So we have over fifty thousand words. A lot of them are going to be uninteresting. Although, given that Facebook posts are an excercise in narcissim, you might say all of them are uninteresting to anybody but me.

Anyway, lets press on. We can use the stop_words data set included with tidytext to to strip out the superfluous words. Note this includes words like ‘accordingly’ which convey little meaning but might be useful in revealing idiosyncratic writting patterns, much like people punctuate their speech with vocal pauses like “like” and “right.” How many words are left after that?

data("stop_words")
cleaned_post_words <- my_post_words %>%
  anti_join(stop_words,by='word')

nrow(cleaned_post_words)

[1] 22465

Look at the most common words

So now our data set is clean and tidy. Let’s answer some questions. What are the most common words I use in posts.

popular_words<-cleaned_post_words %>%
  count(word, sort = TRUE)
kable(popular_words[1:10,]) %>% 
  kable_styling(bootstrap_options = "striped", full_width = FALSE, position='left')

word	n
day	111
â	101
people	97
time	92
kids	84
love	69
carrie	60
guy	59
friends	56
art	48

I don’t know where that “a-hat” character comes from but let’s get rid of it.

cleaned_post_words<- cleaned_post_words%>% 
  mutate(word=str_replace(word,"â","")) %>% 
  filter(str_length(word)>0)
popular_words<-cleaned_post_words %>%
  count(word, sort = TRUE)

After we strip out stop words we have less then 10,000 “real” words left.

Good to see that my wife’s name is one of my most used words. “Kids,” “friends,” and “love” are no surprise.
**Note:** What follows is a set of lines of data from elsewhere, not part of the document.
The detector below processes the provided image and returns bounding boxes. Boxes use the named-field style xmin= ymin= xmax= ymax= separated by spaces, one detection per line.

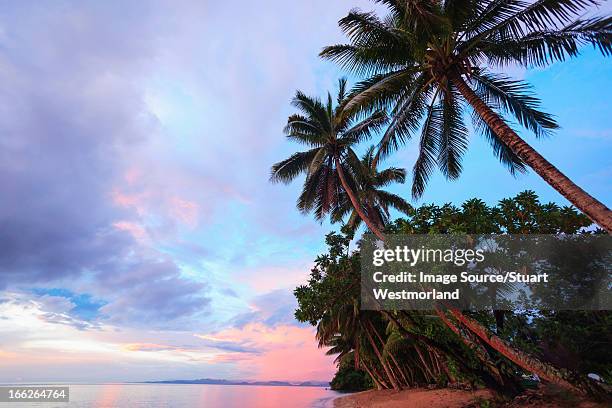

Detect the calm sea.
xmin=0 ymin=384 xmax=339 ymax=408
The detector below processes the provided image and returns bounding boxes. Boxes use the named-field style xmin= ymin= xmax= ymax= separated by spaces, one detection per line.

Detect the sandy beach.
xmin=334 ymin=389 xmax=493 ymax=408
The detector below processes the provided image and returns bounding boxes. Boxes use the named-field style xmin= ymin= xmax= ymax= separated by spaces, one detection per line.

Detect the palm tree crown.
xmin=270 ymin=79 xmax=387 ymax=228
xmin=332 ymin=146 xmax=413 ymax=231
xmin=321 ymin=0 xmax=612 ymax=230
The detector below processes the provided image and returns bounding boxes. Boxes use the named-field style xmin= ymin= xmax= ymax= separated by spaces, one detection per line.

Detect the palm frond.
xmin=270 ymin=148 xmax=322 ymax=184
xmin=471 ymin=72 xmax=559 ymax=137
xmin=291 ymin=91 xmax=331 ymax=131
xmin=438 ymin=89 xmax=469 ymax=180
xmin=412 ymin=95 xmax=442 ymax=199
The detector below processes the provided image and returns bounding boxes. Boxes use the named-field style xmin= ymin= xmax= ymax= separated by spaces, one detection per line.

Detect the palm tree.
xmin=321 ymin=0 xmax=612 ymax=232
xmin=331 ymin=146 xmax=413 ymax=232
xmin=270 ymin=79 xmax=387 ymax=239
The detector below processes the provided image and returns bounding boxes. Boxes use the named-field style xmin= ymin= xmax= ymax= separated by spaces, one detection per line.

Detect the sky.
xmin=0 ymin=0 xmax=612 ymax=382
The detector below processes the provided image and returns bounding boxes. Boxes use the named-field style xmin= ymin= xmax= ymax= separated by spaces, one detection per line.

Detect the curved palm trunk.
xmin=334 ymin=155 xmax=385 ymax=241
xmin=450 ymin=309 xmax=584 ymax=393
xmin=451 ymin=74 xmax=612 ymax=232
xmin=362 ymin=324 xmax=400 ymax=390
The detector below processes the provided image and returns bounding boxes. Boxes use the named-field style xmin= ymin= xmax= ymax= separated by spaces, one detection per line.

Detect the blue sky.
xmin=0 ymin=0 xmax=612 ymax=382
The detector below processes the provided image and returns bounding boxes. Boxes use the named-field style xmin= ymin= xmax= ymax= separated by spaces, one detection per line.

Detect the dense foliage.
xmin=295 ymin=191 xmax=612 ymax=393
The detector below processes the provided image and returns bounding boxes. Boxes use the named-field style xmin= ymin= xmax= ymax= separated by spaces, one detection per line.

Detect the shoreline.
xmin=330 ymin=388 xmax=493 ymax=408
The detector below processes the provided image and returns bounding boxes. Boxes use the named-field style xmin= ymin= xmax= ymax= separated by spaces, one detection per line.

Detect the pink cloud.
xmin=196 ymin=323 xmax=335 ymax=381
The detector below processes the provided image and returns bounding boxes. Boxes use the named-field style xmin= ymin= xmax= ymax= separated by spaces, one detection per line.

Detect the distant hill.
xmin=145 ymin=378 xmax=329 ymax=387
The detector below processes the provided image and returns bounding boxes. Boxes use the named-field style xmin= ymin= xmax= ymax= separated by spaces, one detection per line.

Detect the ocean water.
xmin=0 ymin=384 xmax=339 ymax=408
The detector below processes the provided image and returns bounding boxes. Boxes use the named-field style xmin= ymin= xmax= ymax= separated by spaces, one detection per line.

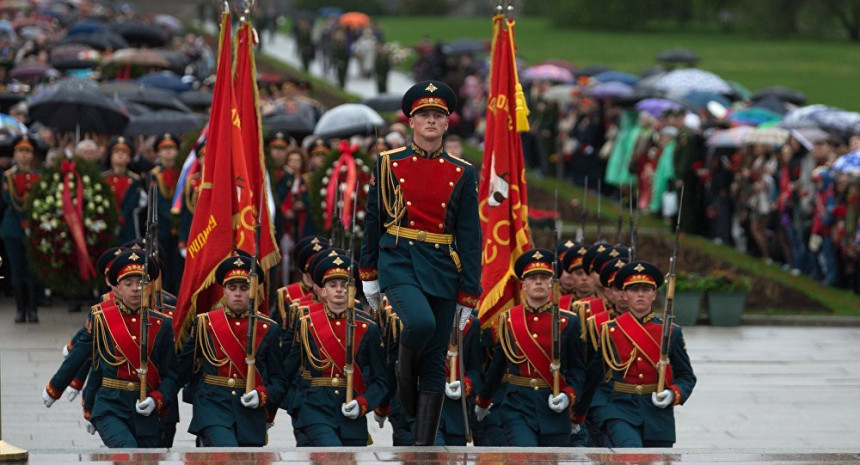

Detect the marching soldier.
xmin=601 ymin=261 xmax=696 ymax=447
xmin=284 ymin=254 xmax=387 ymax=447
xmin=360 ymin=81 xmax=481 ymax=446
xmin=475 ymin=249 xmax=585 ymax=447
xmin=81 ymin=250 xmax=176 ymax=448
xmin=102 ymin=136 xmax=141 ymax=244
xmin=166 ymin=255 xmax=286 ymax=447
xmin=0 ymin=134 xmax=41 ymax=323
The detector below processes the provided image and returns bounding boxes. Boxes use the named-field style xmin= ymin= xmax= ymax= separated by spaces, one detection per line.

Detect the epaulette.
xmin=379 ymin=145 xmax=406 ymax=157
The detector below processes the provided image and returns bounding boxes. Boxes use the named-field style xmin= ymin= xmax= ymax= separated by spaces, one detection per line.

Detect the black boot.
xmin=394 ymin=344 xmax=418 ymax=417
xmin=414 ymin=391 xmax=445 ymax=446
xmin=12 ymin=286 xmax=27 ymax=323
xmin=25 ymin=284 xmax=39 ymax=323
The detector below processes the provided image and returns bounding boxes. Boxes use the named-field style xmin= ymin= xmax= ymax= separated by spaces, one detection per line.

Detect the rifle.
xmin=245 ymin=195 xmax=265 ymax=394
xmin=576 ymin=176 xmax=588 ymax=244
xmin=137 ymin=178 xmax=158 ymax=402
xmin=550 ymin=191 xmax=561 ymax=397
xmin=657 ymin=186 xmax=684 ymax=392
xmin=343 ymin=190 xmax=358 ymax=404
xmin=448 ymin=306 xmax=472 ymax=443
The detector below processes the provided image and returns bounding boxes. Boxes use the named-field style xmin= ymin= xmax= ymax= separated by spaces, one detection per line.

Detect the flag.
xmin=233 ymin=21 xmax=281 ymax=272
xmin=173 ymin=12 xmax=244 ymax=347
xmin=478 ymin=15 xmax=531 ymax=327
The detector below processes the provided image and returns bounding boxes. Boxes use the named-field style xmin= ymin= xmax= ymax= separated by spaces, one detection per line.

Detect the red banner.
xmin=478 ymin=15 xmax=531 ymax=327
xmin=173 ymin=13 xmax=242 ymax=347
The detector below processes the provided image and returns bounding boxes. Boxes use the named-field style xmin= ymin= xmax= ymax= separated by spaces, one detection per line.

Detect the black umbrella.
xmin=750 ymin=86 xmax=806 ymax=105
xmin=30 ymin=89 xmax=128 ymax=134
xmin=361 ymin=94 xmax=403 ymax=111
xmin=125 ymin=110 xmax=203 ymax=136
xmin=657 ymin=48 xmax=700 ymax=65
xmin=263 ymin=112 xmax=314 ymax=139
xmin=112 ymin=21 xmax=167 ymax=47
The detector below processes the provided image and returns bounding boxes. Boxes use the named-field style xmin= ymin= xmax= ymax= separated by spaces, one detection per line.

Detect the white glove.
xmin=547 ymin=392 xmax=570 ymax=413
xmin=475 ymin=404 xmax=493 ymax=421
xmin=373 ymin=412 xmax=385 ymax=429
xmin=361 ymin=279 xmax=381 ymax=312
xmin=134 ymin=397 xmax=155 ymax=417
xmin=445 ymin=381 xmax=463 ymax=400
xmin=340 ymin=399 xmax=361 ymax=420
xmin=456 ymin=304 xmax=472 ymax=331
xmin=239 ymin=389 xmax=260 ymax=408
xmin=651 ymin=389 xmax=675 ymax=408
xmin=42 ymin=389 xmax=57 ymax=408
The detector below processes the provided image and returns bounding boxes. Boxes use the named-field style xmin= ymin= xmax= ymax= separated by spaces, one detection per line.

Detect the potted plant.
xmin=703 ymin=270 xmax=752 ymax=326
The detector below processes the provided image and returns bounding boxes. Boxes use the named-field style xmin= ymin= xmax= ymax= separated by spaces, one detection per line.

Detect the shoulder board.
xmin=379 ymin=145 xmax=406 ymax=157
xmin=445 ymin=152 xmax=472 ymax=166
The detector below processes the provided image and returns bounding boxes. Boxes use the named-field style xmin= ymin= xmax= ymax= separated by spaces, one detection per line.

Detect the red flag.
xmin=173 ymin=12 xmax=242 ymax=347
xmin=478 ymin=15 xmax=531 ymax=327
xmin=234 ymin=21 xmax=281 ymax=274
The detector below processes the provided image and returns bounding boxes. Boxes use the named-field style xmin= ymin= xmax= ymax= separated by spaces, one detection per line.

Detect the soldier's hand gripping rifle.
xmin=657 ymin=186 xmax=684 ymax=394
xmin=245 ymin=193 xmax=264 ymax=394
xmin=343 ymin=190 xmax=358 ymax=404
xmin=550 ymin=191 xmax=561 ymax=397
xmin=137 ymin=177 xmax=158 ymax=402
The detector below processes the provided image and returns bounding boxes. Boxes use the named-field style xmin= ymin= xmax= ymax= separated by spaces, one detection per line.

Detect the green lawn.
xmin=375 ymin=17 xmax=860 ymax=110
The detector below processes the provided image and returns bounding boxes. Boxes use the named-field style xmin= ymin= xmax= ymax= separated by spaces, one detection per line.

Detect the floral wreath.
xmin=25 ymin=159 xmax=118 ymax=295
xmin=308 ymin=141 xmax=374 ymax=243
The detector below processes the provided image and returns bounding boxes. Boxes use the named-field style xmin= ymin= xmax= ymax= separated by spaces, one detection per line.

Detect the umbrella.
xmin=102 ymin=48 xmax=170 ymax=68
xmin=657 ymin=47 xmax=700 ymax=66
xmin=442 ymin=38 xmax=490 ymax=55
xmin=636 ymin=98 xmax=683 ymax=118
xmin=30 ymin=89 xmax=128 ymax=134
xmin=789 ymin=128 xmax=830 ymax=150
xmin=728 ymin=107 xmax=782 ymax=126
xmin=541 ymin=84 xmax=576 ymax=105
xmin=263 ymin=112 xmax=314 ymax=139
xmin=750 ymin=86 xmax=806 ymax=105
xmin=337 ymin=11 xmax=370 ymax=27
xmin=742 ymin=128 xmax=788 ymax=146
xmin=9 ymin=63 xmax=60 ymax=84
xmin=705 ymin=126 xmax=753 ymax=148
xmin=179 ymin=90 xmax=212 ymax=110
xmin=137 ymin=71 xmax=191 ymax=92
xmin=361 ymin=94 xmax=403 ymax=111
xmin=591 ymin=71 xmax=639 ymax=86
xmin=314 ymin=103 xmax=385 ymax=139
xmin=522 ymin=64 xmax=574 ymax=84
xmin=586 ymin=81 xmax=633 ymax=99
xmin=111 ymin=21 xmax=167 ymax=47
xmin=833 ymin=150 xmax=860 ymax=174
xmin=654 ymin=68 xmax=732 ymax=98
xmin=125 ymin=110 xmax=203 ymax=136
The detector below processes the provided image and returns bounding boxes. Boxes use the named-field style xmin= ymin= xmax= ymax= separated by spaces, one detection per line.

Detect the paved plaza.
xmin=0 ymin=298 xmax=860 ymax=452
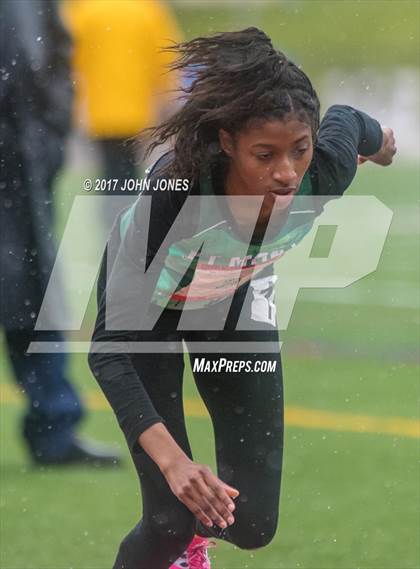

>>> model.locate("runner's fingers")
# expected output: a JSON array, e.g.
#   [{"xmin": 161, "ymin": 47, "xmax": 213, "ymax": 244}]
[
  {"xmin": 195, "ymin": 480, "xmax": 235, "ymax": 525},
  {"xmin": 190, "ymin": 488, "xmax": 228, "ymax": 529},
  {"xmin": 183, "ymin": 497, "xmax": 213, "ymax": 527}
]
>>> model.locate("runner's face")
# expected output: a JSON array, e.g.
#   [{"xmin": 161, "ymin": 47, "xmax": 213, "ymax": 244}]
[{"xmin": 219, "ymin": 118, "xmax": 313, "ymax": 216}]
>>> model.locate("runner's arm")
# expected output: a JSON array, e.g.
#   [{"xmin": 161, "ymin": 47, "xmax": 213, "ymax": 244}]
[{"xmin": 310, "ymin": 105, "xmax": 383, "ymax": 195}]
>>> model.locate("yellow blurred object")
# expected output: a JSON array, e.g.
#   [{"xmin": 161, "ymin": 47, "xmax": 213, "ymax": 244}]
[{"xmin": 63, "ymin": 0, "xmax": 181, "ymax": 138}]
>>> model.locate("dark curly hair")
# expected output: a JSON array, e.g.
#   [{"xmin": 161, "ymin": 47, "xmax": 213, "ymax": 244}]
[{"xmin": 140, "ymin": 27, "xmax": 320, "ymax": 181}]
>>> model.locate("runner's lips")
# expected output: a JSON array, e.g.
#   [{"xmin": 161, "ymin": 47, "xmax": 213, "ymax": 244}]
[{"xmin": 270, "ymin": 187, "xmax": 297, "ymax": 196}]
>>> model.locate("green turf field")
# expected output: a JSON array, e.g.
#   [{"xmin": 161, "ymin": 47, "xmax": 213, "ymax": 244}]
[{"xmin": 0, "ymin": 161, "xmax": 420, "ymax": 569}]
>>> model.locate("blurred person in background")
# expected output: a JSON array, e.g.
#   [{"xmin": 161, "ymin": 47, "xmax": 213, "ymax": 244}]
[
  {"xmin": 0, "ymin": 0, "xmax": 119, "ymax": 466},
  {"xmin": 64, "ymin": 0, "xmax": 181, "ymax": 227}
]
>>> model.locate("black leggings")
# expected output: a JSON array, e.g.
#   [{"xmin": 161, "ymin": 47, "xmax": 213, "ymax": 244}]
[{"xmin": 114, "ymin": 282, "xmax": 283, "ymax": 569}]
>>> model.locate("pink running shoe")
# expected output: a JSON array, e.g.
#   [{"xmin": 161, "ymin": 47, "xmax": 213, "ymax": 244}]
[{"xmin": 169, "ymin": 535, "xmax": 216, "ymax": 569}]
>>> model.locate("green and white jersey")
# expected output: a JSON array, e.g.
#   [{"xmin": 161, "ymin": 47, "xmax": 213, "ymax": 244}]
[{"xmin": 115, "ymin": 106, "xmax": 381, "ymax": 309}]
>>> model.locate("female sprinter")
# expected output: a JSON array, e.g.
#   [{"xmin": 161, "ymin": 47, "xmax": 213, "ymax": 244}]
[{"xmin": 89, "ymin": 28, "xmax": 395, "ymax": 569}]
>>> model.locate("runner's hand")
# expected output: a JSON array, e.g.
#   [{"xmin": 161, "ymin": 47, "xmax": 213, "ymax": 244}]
[
  {"xmin": 163, "ymin": 458, "xmax": 239, "ymax": 529},
  {"xmin": 357, "ymin": 126, "xmax": 397, "ymax": 166}
]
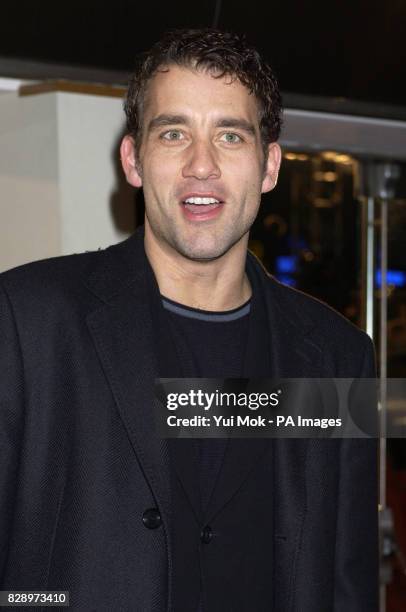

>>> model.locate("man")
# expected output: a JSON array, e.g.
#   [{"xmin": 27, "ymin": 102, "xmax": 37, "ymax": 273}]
[{"xmin": 0, "ymin": 30, "xmax": 377, "ymax": 612}]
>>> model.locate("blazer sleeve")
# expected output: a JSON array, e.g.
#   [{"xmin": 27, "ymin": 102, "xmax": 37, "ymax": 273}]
[
  {"xmin": 0, "ymin": 277, "xmax": 24, "ymax": 587},
  {"xmin": 334, "ymin": 338, "xmax": 379, "ymax": 612}
]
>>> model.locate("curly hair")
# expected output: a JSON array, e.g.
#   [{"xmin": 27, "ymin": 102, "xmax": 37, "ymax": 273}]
[{"xmin": 124, "ymin": 28, "xmax": 282, "ymax": 150}]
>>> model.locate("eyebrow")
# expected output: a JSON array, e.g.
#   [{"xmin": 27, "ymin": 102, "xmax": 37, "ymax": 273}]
[{"xmin": 148, "ymin": 114, "xmax": 256, "ymax": 136}]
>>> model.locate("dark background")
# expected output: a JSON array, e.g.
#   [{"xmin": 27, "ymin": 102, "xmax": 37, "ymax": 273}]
[{"xmin": 0, "ymin": 0, "xmax": 406, "ymax": 106}]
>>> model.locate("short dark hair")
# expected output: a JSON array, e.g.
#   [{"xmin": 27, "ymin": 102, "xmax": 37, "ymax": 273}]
[{"xmin": 124, "ymin": 28, "xmax": 282, "ymax": 149}]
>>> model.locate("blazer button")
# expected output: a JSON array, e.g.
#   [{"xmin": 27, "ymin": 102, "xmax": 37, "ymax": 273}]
[
  {"xmin": 200, "ymin": 525, "xmax": 213, "ymax": 544},
  {"xmin": 142, "ymin": 508, "xmax": 162, "ymax": 529}
]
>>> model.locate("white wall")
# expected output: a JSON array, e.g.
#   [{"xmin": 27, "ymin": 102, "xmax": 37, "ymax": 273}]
[{"xmin": 0, "ymin": 87, "xmax": 134, "ymax": 271}]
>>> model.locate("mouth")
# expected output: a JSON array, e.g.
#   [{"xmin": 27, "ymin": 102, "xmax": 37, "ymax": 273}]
[{"xmin": 181, "ymin": 194, "xmax": 224, "ymax": 221}]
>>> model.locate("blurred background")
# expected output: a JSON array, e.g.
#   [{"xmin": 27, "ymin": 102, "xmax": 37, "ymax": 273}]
[{"xmin": 0, "ymin": 0, "xmax": 406, "ymax": 612}]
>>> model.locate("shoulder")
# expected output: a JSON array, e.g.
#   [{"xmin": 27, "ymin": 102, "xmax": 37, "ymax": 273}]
[
  {"xmin": 254, "ymin": 256, "xmax": 375, "ymax": 377},
  {"xmin": 0, "ymin": 251, "xmax": 102, "ymax": 312}
]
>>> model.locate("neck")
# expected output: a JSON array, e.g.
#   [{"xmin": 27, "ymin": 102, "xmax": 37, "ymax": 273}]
[{"xmin": 145, "ymin": 225, "xmax": 251, "ymax": 311}]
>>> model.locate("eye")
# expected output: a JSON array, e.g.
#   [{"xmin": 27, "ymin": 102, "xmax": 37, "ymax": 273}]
[
  {"xmin": 221, "ymin": 132, "xmax": 242, "ymax": 144},
  {"xmin": 161, "ymin": 130, "xmax": 183, "ymax": 142}
]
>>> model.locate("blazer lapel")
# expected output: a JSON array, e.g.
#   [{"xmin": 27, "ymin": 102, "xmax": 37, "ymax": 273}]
[{"xmin": 85, "ymin": 231, "xmax": 170, "ymax": 532}]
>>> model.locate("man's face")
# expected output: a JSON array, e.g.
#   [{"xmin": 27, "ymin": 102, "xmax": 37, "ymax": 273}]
[{"xmin": 121, "ymin": 65, "xmax": 280, "ymax": 260}]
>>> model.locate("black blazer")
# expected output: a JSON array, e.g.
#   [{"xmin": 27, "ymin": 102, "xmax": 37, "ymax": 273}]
[{"xmin": 0, "ymin": 231, "xmax": 378, "ymax": 612}]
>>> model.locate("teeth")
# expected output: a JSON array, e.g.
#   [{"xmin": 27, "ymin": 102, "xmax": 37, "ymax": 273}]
[{"xmin": 185, "ymin": 198, "xmax": 220, "ymax": 204}]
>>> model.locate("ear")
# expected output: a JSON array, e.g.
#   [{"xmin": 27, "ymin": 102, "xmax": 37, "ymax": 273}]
[
  {"xmin": 120, "ymin": 135, "xmax": 142, "ymax": 187},
  {"xmin": 261, "ymin": 142, "xmax": 282, "ymax": 193}
]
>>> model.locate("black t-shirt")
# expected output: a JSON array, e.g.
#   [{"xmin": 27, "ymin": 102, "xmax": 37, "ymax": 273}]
[{"xmin": 162, "ymin": 298, "xmax": 251, "ymax": 511}]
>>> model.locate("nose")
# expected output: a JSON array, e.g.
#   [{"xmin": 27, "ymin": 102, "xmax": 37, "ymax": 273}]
[{"xmin": 182, "ymin": 141, "xmax": 221, "ymax": 180}]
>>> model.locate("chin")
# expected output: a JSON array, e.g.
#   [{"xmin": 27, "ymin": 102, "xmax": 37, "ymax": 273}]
[{"xmin": 175, "ymin": 237, "xmax": 233, "ymax": 261}]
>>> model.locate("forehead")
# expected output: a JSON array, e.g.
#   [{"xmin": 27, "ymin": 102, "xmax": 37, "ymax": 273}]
[{"xmin": 144, "ymin": 65, "xmax": 258, "ymax": 122}]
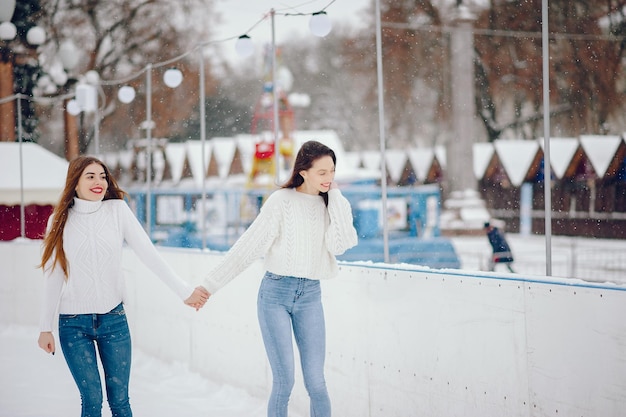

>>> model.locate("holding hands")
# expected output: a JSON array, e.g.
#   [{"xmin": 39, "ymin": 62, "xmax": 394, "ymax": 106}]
[{"xmin": 185, "ymin": 286, "xmax": 211, "ymax": 311}]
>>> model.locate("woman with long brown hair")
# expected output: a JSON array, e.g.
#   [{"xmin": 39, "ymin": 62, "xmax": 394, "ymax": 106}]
[
  {"xmin": 39, "ymin": 156, "xmax": 209, "ymax": 417},
  {"xmin": 204, "ymin": 141, "xmax": 357, "ymax": 417}
]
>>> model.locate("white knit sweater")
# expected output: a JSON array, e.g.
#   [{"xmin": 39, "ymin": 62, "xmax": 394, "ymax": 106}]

What’s a good way to visualize this? Word cloud!

I love word clouds! We can easily display the most used words this way using the wordcloud package.

# We love wordclouds!
#scalefactor magnifies differences for wordcloud
scaleFactor=1.3
maxWords = 200


wordcloud(words = popular_words$word, 
          freq = popular_words$n^scaleFactor,
          max.words=maxWords, 
          random.order=FALSE,rot.per=0.35, 
          colors=brewer.pal(8, "Dark2"),
          scale = c(3,.3))

I mentioned “Obama” about as often as I mentioned “beer.”

Do some sentiment analysis

I used to be jerk. But, given my age, I am entitled to call myself a curmudgeon instead. That sounds nicer somehow, and excuses my negative reaction to everything. However, given how internet discourse easily sinks into a tit-for-tat of profane hatred, I try to go against type, accentuate the positive and say nothing if I can’t say something nice. That’s the idea. How does my sour nature interact with my better intentions? We can use sentiment analysis to find out. The tidytext package also has serveral lexicons with thousands of words coded by their sentiment. Refer to http://tidytextmining.com for an excellent tutorial on this. Obviously, the isolated word approach has limitations. Context matters and by taking one word at a time we don’t capture that. So, with that caveat, how much of a downer am I?

First, let’s look at the sentiment of my posts on a binary basis. Is the word positive or negative? The “bing” lexicon scores thousands of words that way. Obviously, not all the words we used are in the data set. About a third are, though.

cleaned_post_words %>% 
  inner_join(get_sentiments('bing'),by="word") %>% 
  group_by(sentiment) %>% 
  summarize(count=n()) %>% 
  kable() %>% 
  kable_styling(bootstrap_options = "striped", full_width = FALSE, position='left')

sentiment	count
negative	1678
positive	1412

Well, then. So I am a downer, on a net basis, but not terribly so.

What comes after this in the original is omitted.